The next day, there were kits to assemble with uniforms, duffel bags, and body armor. Body armor is at once far more straightforward and vastly more complex than one might expect. Assembling and checking body armor is nothing more than inserting armor plates into a complex web of Velcro and synthetics—yet it’s attached to someone’s life. Surprisingly, there is little armor in body armor. It is designed only to protect high-risk body areas, basically the neighborhood of the heart and lungs, front and back. It’s the difference between near-instant death and surviving the day.

As important as the armor is, so are uniforms. Sixty thousand new civilians become eligible for military service every year in a country the size of New Jersey that happens to have compulsory service. The volunteers show up every day except during Shabbat, the Jewish holy day set aside for rest, prayer, family, and food, that begins just before sundown on Friday until sundown Saturday. And the IDF’s volunteers, which happens to include me and my Sar-El cohort, also need to be clothed so they can be identified on base. More uniforms, more PolarTec jackets, just … more.
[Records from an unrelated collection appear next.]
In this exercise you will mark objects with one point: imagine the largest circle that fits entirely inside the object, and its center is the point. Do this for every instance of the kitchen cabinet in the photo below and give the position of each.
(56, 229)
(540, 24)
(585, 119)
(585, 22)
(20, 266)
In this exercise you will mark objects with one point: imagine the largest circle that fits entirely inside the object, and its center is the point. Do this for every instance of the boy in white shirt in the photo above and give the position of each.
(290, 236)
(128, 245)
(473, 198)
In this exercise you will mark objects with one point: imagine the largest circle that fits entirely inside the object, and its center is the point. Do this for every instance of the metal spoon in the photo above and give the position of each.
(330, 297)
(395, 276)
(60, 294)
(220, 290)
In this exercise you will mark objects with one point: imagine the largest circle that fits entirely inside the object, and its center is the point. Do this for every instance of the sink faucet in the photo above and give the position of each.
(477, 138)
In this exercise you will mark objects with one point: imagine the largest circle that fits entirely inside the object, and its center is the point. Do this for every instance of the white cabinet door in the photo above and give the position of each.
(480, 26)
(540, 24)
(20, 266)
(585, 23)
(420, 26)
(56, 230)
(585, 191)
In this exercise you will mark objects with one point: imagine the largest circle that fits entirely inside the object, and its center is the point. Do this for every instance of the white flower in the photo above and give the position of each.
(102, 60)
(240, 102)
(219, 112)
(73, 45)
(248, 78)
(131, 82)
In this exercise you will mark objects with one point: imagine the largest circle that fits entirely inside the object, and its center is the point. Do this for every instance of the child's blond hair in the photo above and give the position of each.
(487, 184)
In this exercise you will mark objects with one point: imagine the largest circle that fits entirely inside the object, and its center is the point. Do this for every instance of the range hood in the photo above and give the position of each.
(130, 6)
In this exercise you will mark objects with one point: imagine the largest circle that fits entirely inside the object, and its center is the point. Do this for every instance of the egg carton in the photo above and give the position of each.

This is a team effort, and people seem to be unified by the same goal—every volunteer here frees up a reservist who doesn’t need to be here doing this type of work. The reservists can be deployed to something more necessary (like national defense or support), or they can go home to their families and their lives just a little bit sooner. The reason I’m here, and I guess the reason we’re all here, is because if being here and doing this type of work means that a skilled volunteer or reservist can spend time supporting a family whose lives have been destroyed by the events on and after October 7th, then it’s worthwhile.

 

Also, and if you know me, you know this is no small thing, stray cats are ubiquitous here—they are protected by law. As someone told me when I asked about them, “In Israel, we have a lot of trash, but no rats.” The cats did not take long to figure out that I’m a cat person without cats at home for the first time in my life. Having a little feline helper to sort sleeping bags with makes it just a little bit more rewarding.